A few (all? many?) efnet servers use a figlet captcha on irc clients connecting from hosts that aren't running identd. While this blends happily with the same kind of captcha I put into pam_captcha, it's too easy to break.

Specifically, it uses 6 characters, A-Z. Generating a lookup table is as easy as a few lines of code. Generating the lookup table for all combinations using the previous script would be almost 11 gigs. It stores MD5 values of figlet output instead of the figlet output to save space and make for simpler lookups (40 bytes per entry, including newline, uncompressed).

However, if you don't respond answer correctly within a short period, you get disconnected. Timing it shows you have 30ish seconds. It's probably not feasible to grep through 11 gigs of data in 30 seconds, is it? That's reading through almost 400 mbytes per second. Then again, that's if you store it as a flat, unsorted structure.

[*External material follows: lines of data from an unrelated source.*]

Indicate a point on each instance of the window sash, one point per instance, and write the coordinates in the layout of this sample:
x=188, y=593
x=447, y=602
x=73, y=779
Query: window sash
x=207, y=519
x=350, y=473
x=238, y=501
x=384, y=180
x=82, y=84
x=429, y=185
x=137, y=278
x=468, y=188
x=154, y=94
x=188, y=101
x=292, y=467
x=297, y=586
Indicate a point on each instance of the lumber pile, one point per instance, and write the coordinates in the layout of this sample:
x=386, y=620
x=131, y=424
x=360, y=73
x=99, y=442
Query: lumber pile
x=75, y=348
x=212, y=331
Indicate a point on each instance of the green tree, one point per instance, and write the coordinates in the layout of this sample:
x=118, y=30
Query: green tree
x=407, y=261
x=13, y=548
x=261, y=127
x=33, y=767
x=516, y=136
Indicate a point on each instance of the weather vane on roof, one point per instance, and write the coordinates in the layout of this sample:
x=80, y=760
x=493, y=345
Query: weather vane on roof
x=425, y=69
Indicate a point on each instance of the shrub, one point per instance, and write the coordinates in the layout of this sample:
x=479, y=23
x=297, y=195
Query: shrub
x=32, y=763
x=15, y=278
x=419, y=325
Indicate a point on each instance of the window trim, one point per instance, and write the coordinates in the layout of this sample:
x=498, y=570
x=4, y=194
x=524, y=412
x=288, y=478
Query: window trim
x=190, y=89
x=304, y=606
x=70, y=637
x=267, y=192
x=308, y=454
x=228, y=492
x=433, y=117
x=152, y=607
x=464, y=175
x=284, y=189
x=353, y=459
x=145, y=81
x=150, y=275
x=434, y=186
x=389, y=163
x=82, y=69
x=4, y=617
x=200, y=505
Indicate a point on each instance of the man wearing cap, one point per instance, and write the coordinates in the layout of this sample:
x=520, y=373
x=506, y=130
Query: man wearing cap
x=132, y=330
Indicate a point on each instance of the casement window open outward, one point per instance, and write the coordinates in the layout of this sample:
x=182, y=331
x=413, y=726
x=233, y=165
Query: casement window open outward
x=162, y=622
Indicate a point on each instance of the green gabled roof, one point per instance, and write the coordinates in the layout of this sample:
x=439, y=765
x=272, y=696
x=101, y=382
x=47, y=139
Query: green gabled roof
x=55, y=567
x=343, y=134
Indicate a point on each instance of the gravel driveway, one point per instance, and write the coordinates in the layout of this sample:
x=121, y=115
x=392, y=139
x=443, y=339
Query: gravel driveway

If you sort the data by MD5, you get the benefits of a binary search, which finds you a result in 19 iterations. Doing binary search in ruby (like most languages) is very simple. Here's bsearch.rb

The output is 'token md5' and on 11 gigs of data, and GNU sort is smart enough to use disk for merge sorting on large files. However, I did this first, instead, since I assumed sort would be dumb and try to sort all in memory:

choplog -x -p /b/split -b $((50 << 20)) /c/captchas \
| xargs -n1 -tP2  sh -c 'sort -k2 $1 > sort.$(basename $1)' -
sort --merge /b/sort.* > /b/sortedcaptchas
choplog is a project I did last year when I needed a fast way to split large logfiles (GNU split is slower and less-featured for this task). I split the output into 50 meg chunks, sort each chunk, then use sort's merge feature to merge all the data back together quickly.

As it turns out, I don't need to do any of the above splitting and sorting because gnu sort is smart enough to properly merge sort on-disk for really large files. You can tweak the memory buffer size with the -S flag and the temp directory with -T. The manpage says you can specify buffer sizes with unit notations (M, G, etc) and they go all the way up through E, Z, and Y... just in case you have a yotabyte of memory? ;)

While I was waiting for the table to generate, I started poking fetching a few captchas for testing. It seems like the server I'm connecting to is using a different version of figlet or a different version of the fonts or that figlet is being invoked differently. The spacing between only some letters is off.

I can reliably get results if I figlet each letter and paste them together like:

# This matches efnet's captcha output
paste -d "" <(figlet -fbig W) <(figlet -fbig S)
instead of
# This doesn't match efnet's captcha output
figlet -fbig WS
Playing with the kerning options (using -k or -W) doesn't produce the right output either, only pasting together does.

Pretty close to automatically passing the captcha, but I stopped caring about it. I've run out of energy working on this. I did learn a few edge case bits though about gnu sort and had a reasonable excuse to dork around with ruby that didn't involve $work. It also reminded me how much muscle memory I still have for using xargs.